第１図（ａ）及び（ｂ）は本発明方法の一実施例を示す
７０−チャート、第２図は他の実施例を示す７０−チャ
ートである。1(a) and (b) are 70-charts showing one embodiment of the method of the present invention, and FIG. 2 is a 70-chart showing another embodiment.

Claims

[Claims]

(1) A speech code creation method which takes speech as input, converts the speech waveform into a character sequence using speech recognition technology, extracts pitch information of each phoneme, and encodes the pitch information together with the character sequence.

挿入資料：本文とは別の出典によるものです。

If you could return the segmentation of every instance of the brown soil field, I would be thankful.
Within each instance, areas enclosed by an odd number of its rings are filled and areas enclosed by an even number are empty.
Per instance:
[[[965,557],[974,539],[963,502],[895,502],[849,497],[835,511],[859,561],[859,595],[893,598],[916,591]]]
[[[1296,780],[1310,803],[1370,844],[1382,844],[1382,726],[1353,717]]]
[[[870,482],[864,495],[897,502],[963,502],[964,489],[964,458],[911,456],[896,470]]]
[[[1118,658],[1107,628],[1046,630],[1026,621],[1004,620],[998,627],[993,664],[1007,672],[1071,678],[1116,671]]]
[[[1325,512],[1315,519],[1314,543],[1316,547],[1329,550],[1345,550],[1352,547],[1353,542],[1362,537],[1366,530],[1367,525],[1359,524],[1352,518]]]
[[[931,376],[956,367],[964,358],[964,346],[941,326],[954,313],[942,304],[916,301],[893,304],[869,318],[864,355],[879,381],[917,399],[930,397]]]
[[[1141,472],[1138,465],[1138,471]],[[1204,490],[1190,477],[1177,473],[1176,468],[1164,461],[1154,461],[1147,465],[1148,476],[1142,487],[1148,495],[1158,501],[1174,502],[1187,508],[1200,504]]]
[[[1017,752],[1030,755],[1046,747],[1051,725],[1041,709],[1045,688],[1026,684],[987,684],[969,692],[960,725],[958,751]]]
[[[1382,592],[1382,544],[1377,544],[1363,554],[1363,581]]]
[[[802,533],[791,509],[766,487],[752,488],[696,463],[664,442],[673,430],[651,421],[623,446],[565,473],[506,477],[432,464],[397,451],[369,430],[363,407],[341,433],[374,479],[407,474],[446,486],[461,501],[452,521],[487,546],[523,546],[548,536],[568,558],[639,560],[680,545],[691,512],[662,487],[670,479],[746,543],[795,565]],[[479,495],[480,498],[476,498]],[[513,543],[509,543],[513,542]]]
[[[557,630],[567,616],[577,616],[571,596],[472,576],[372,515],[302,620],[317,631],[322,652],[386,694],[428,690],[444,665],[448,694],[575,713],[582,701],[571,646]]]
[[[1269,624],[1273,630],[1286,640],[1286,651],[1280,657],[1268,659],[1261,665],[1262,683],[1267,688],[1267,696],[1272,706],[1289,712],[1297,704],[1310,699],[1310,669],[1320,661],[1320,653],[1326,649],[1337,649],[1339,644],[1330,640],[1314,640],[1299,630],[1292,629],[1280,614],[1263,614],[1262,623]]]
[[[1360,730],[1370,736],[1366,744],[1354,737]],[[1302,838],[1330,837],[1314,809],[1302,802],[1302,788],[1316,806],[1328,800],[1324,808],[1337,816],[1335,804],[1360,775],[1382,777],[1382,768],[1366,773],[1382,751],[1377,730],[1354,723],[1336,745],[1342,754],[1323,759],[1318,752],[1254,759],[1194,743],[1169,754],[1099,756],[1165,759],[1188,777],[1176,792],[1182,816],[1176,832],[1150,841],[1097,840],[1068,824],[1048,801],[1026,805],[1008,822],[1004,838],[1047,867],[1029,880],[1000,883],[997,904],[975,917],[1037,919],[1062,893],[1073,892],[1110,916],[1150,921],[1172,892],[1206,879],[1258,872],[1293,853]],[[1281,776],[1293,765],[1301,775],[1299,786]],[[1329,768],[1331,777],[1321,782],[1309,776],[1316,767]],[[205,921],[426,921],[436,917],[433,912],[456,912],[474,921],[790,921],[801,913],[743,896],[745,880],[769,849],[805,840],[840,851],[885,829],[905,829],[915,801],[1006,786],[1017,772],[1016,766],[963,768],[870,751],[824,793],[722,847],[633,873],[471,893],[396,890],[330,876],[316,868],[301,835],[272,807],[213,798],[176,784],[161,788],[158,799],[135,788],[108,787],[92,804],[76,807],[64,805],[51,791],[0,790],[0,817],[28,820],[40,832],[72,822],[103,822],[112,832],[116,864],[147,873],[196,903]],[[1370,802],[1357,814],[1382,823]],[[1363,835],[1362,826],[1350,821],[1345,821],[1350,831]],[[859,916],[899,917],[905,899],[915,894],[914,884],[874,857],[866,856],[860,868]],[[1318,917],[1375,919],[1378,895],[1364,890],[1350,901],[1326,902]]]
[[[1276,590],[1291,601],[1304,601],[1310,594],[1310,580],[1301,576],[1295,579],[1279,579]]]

(2) A character sequence having the same content as the voice input is input in advance, and pitch information is extracted while comparing the phonemes obtained by segmentation with the phonemes from the character input. How to create audio code as described.

(3) Claim 1 characterized in that information regarding other prosodic or articulatory combinations is extracted along with pitch information.
How to create audio code as described in section.